Bitcoin fell more than 3% on Friday to around $65,000 after briefly topping $69,000 earlier in the week, leaving it trading at roughly half its all-time high of $126,080. The decline came as US equities weakened, with the S&P 500 down 0.7% and the Nasdaq slipping 1.15% by Friday morning, while gold rose 1.4% to $5,268 as investors sought safer assets. After a turbulent start to the week marked by a sell-off and renewed volatility following President Donald Trump’s 10% global tariff coming into effect, a short-lived boost from strong Nvidia earnings steadied markets before momentum faded once Bitcoin approached the $70,000 level.
Other major cryptocurrencies tracked Bitcoin lower, with Ethereum dropping more than 5% to $1,918, XRP falling about 4% to $1.35 and Solana sliding over 5% to $81.50. Crypto-related stocks were hit harder than the broader indices, with CoreWeave plunging 21% to $76.92 after Macquarie cut its price target from $115 to $90, citing earnings misses and heavy investment needs, while BitMine Immersion Technologies fell 7.3% and Sharplink declined 6.7% amid weakness in Ethereum treasury firms. In contrast, Jack Dorsey’s Block Inc rose nearly 15% after announcing it would cut 40% of its workforce in a shift towards greater reliance on AI. Source
Ethereum continues to attract institutional capital despite the rise of faster and cheaper blockchains, largely because it hosts the deepest pools of liquidity, stablecoins and decentralised finance activity. Kevin Lepsoe, founder of ETHGas and a former Morgan Stanley derivatives executive, argues that while high transactions per second figures excite engineers, traditional financial institutions prioritise where capital is already concentrated. Ethereum holds the largest stablecoin market capitalisation at $160.4 billion and remains the leading network for real-world assets, including BlackRock’s tokenised Treasury fund BUIDL, more than 30% of which sits on Ethereum. For large asset managers and fund issuers, operating in the deepest market ensures tighter spreads, lower slippage and the ability to move significant sums without distorting prices.

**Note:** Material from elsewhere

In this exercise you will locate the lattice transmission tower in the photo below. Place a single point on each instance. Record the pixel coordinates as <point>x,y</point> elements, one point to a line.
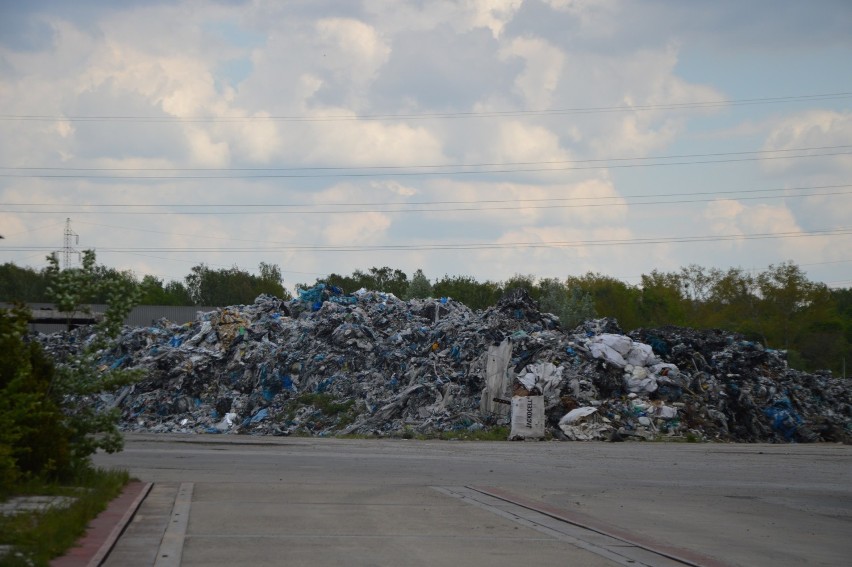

Although rivals such as Solana have marketed themselves as high-speed alternatives and attracted waves of retail activity, Ethereum’s liquidity advantage has proved more durable. Layer-2 rollups helped reduce high transaction fees on the main chain, even if they temporarily fragmented liquidity, and Ethereum is now refocusing on scaling its base layer, with the planned Glamsterdam fork in 2026 set to raise the block gas limit significantly and pave the way towards 10,000 transactions per second over time. Developers and infrastructure providers are also working on efficiency improvements, while co-founder Vitalik Buterin has signalled a reassessment of the current layer-2 model. Despite institutions also exploring networks such as Solana and Canton for specific features like privacy, Ethereum’s long track record and entrenched liquidity position continue to anchor it as the primary destination for institutional blockchain activity. Source
A packed week on the United States economic calendar comes as markets absorb the fallout from US-Israeli strikes on Iran and renewed geopolitical tension in the Middle East. Volatility is expected as US stock futures react to the weekend developments, while crypto markets, which were relatively flat on Sunday, have resumed their typical Monday pullback. President Donald Trump outlined details of Operation Epic Fury, vowing continued military action, though market commentators noted that oil prices have already pared back much of their initial surge, US stock futures are only slightly lower and gold has risen, suggesting investors are cautious but not panicking.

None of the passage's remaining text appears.